The latest package, passed early Saturday to avert a government shutdown, includes that Entre Hermanos HIV center, a cop-alternative response team in Everett ($4.5 million), a microbusiness program at the Refugee Artisan Initiative in Seattle ($500,000), suicide barriers on a bridge in Spokane ($400,000), a robotics program in Kent ($511,000) and a long list of child care, transit, environmental and military housing programs.
Murray requested 97 special projects. Those requests were effectively made to herself, as she runs the committee. At least 92 projects with her name attached made it through. In contrast, the four Republican senators from the states of Utah and Idaho got zero projects, as they didn’t request any. (The Republican caucus in the Senate opposes earmarks, though to avoid unilateral disarmament it allows its senators to ask for them.)
Murray’s office released lists showing she’d showered Washington with at least $4.79 billion in funding through mid-March. The package approved early Saturday would add billions more to this figure.
This is total throwback politics. It took 30 years for Murray to get the appropriations gavel. She is wielding it for the home folks right now as if somebody might be about to snatch it away.
Is this good, all this old-fashioned pork-barreling?
It survives because it’s great politics.

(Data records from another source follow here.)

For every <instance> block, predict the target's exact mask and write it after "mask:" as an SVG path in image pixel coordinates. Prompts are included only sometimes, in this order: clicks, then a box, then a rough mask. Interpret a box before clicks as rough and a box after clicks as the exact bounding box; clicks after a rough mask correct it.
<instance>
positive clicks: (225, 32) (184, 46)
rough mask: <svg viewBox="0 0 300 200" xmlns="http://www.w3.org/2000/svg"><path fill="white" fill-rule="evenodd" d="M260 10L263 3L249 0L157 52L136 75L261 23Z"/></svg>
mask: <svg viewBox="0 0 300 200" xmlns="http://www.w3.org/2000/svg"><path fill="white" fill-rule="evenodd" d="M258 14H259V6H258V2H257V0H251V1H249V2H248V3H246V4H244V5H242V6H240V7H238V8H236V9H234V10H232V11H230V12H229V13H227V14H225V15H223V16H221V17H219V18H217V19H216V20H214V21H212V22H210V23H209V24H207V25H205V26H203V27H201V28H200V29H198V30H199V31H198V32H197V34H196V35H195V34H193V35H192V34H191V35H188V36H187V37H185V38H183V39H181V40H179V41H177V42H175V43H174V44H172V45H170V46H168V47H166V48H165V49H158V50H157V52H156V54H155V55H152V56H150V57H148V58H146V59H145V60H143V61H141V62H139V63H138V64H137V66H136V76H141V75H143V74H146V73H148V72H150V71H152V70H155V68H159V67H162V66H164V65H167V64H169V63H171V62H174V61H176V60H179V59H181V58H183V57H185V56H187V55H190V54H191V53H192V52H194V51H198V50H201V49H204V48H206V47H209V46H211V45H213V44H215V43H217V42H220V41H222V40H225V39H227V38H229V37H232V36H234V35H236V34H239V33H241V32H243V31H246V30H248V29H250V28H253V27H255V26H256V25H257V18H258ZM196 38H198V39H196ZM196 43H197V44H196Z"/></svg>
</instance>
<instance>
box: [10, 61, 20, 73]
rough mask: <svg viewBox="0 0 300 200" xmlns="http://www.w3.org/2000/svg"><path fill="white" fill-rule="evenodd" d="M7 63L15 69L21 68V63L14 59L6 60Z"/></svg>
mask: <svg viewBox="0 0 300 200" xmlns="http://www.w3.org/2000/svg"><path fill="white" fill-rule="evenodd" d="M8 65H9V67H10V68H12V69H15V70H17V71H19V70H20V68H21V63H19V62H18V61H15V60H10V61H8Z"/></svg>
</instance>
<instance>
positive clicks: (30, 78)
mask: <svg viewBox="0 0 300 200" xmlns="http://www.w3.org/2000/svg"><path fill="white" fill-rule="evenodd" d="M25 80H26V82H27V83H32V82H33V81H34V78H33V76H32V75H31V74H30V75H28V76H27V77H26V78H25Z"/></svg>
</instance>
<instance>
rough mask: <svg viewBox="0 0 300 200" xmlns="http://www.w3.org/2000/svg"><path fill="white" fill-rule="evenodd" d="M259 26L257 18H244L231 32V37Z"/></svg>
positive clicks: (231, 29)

Defenders say it’s also a good way to convert the peoples’ concerns into government action. Elected politicians, for all their flaws, are more attuned to public spending needs than bureaucrats, the argument goes.
But detractors say the main impulse here is spreading goodies around like butter on toast. It reflects a spending-first mindset that keeps the feds mired in red ink.
Whichever view you take, the news here is that our senior senator continues to be underestimated. I’m reminded of the 1990s saying “don’t hate the player, hate the game.”
These are the rules of politics; she didn’t create them. Is she changing them? No. But right now, there’s no one who’s playing the game as it is better than Murray.